En el Barro, la nuova serie argentina | Recensione

Negli ultimi anni le serie argentine hanno saputo conquistare il pubblico internazionale con storie crude e lontane dai soliti cliché. Dopo il successo di El Marginal, Netflix ci porta dentro un nuovo universo carcerario con En el Barro, uscita il 14 agosto 2025. Questa volta, però, il punto di vista è tutto femminile, e il risultato è una serie che non ha paura di mostrare i conflitti e la sopravvivenza dietro le sbarre.

Di cosa parla En el Barro

La protagonista è Gladys Guerra, conosciuta come “La Borges”, moglie di Mario Borges, uno dei criminali storici di El Marginal. Dopo un sequestro finito male, Gladys viene arrestata e mandata nella prigione femminile di La Quebrada. Durante il trasferimento accade un incidente: il mezzo che trasporta le detenute si ribalta e molte di loro finiscono letteralmente nel fango. Da quel momento vengono soprannominate “las embarradas” (“e infangate”). La serie segue queste donne tra lotte di potere, alleanze, soprusi delle guardie e momenti di solidarietà inattesa.
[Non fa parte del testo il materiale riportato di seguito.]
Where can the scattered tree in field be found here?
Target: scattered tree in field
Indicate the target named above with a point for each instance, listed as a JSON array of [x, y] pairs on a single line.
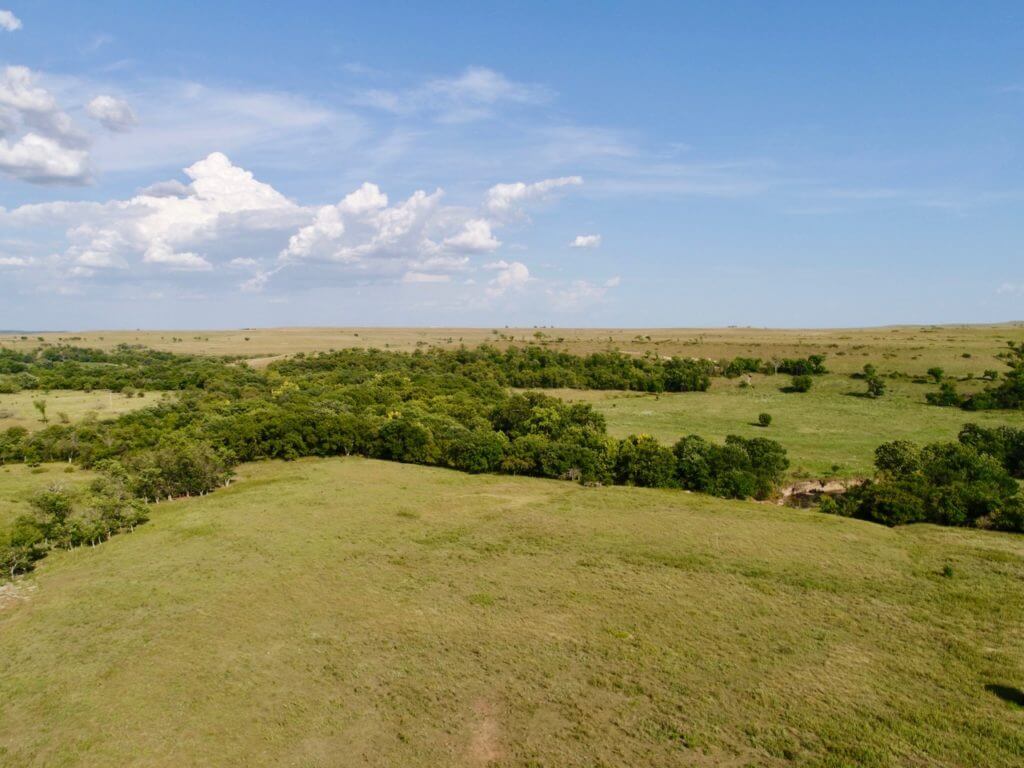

Cast e personaggi di En el Barro

Il cast è uno dei punti di forza. Ana Garibaldi è straordinaria nel ruolo di Gladys, dura ma allo stesso tempo fragile, capace di catturare tutta la complessità del personaggio. Al suo fianco troviamo Valentina Zenere, volto già noto in produzioni internazionali, che interpreta Marina Delorsi, una nuova arrivata che porta freschezza e tensione. Ana Rujas ( “La Gallega”), Lorena Vega (La Zurda) e attrici come Carolina Ramírez e Rita Cortese completano un cast ricco e vario. Una curiosità: c’è anche la partecipazione della cantante latina María Becerra, amatissima dal pubblico giovane.

Cosa funziona

La serie ha una scrittura senza fronzoli. Le dinamiche tra detenute sono credibili: alleanze, tradimenti, gesti di protezione e violenza convivono nello stesso spazio. La fine di ogni episodio,  (8 in totale) lascia la curiosità di scoprire cosa succederà dopo. L’ambientazione, cupa e realistica, amplifica la sensazione di oppressione, ma anche la forza di chi riesce a resistere.
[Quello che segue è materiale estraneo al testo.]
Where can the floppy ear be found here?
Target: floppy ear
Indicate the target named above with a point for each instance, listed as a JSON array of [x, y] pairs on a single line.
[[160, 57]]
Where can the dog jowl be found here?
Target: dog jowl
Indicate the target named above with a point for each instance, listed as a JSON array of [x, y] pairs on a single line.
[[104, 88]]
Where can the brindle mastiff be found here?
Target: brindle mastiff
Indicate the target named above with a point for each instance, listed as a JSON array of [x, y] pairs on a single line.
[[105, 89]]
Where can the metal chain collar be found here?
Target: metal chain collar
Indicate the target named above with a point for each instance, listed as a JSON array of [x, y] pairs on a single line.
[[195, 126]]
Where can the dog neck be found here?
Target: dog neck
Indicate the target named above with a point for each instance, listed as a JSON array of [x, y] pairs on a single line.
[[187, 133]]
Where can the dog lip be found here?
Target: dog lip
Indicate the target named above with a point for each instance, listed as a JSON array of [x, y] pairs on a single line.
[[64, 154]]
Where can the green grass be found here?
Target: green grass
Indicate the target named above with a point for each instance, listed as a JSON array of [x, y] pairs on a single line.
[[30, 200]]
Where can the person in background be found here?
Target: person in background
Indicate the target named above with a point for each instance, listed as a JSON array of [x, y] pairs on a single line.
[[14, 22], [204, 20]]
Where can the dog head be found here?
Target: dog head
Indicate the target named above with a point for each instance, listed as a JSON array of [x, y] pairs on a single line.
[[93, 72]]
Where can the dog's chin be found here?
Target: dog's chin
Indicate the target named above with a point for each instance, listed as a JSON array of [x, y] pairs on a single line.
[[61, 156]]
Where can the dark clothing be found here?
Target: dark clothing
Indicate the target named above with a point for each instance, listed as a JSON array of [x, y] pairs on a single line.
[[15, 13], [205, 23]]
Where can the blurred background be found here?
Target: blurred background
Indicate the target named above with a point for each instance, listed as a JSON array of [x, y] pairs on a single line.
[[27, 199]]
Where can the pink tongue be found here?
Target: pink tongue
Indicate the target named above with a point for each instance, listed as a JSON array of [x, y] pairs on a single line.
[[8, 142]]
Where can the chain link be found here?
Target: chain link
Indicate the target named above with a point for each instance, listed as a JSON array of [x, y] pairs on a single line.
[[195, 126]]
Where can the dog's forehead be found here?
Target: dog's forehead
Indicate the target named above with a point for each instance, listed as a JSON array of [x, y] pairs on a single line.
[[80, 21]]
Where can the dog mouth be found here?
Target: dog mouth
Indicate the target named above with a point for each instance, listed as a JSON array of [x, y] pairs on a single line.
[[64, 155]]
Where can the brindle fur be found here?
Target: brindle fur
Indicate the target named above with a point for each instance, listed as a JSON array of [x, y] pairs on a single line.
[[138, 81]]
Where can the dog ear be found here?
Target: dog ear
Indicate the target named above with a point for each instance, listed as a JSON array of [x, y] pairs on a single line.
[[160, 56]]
Un altro punto a favore è il fatto che En el Barro non dipende completamente da El Marginal: chi non ha visto la serie madre può seguirla senza problemi. Però, per chi conosce già l’universo, ci sono piccoli riferimenti e legami che rendono l’esperienza ancora più interessante.

Punti deboli

La crudezza può essere un limite per alcuni spettatori. Ci sono scene dure, violenze fisiche e psicologiche, che non lasciano spazio a leggerezza. Inoltre, alcuni personaggi secondari avrebbero meritato più spazio: a volte sembrano solo “funzionali” alla trama principale.

Un successo che continua

Nonostante ciò, En el Barro è stata accolta benissimo: in Argentina è balzata subito al primo posto tra i titoli più visti e ha conquistato il Top 10 in vari paesi. Non a caso Netflix ha già confermato una seconda stagione, prevista per il 2026, con nuovi volti come la China Suárez e Verónica Llinás.

En el Barro è una serie che colpisce per la sua intensità e per come riesce a raccontare le donne in un contesto difficile senza cadere negli stereotipi. Chi ha amato El Marginal troverà in questo spin-off un tassello in più, mentre chi cerca una storia potente, ben recitata e ricca di tensione, difficilmente resterà deluso.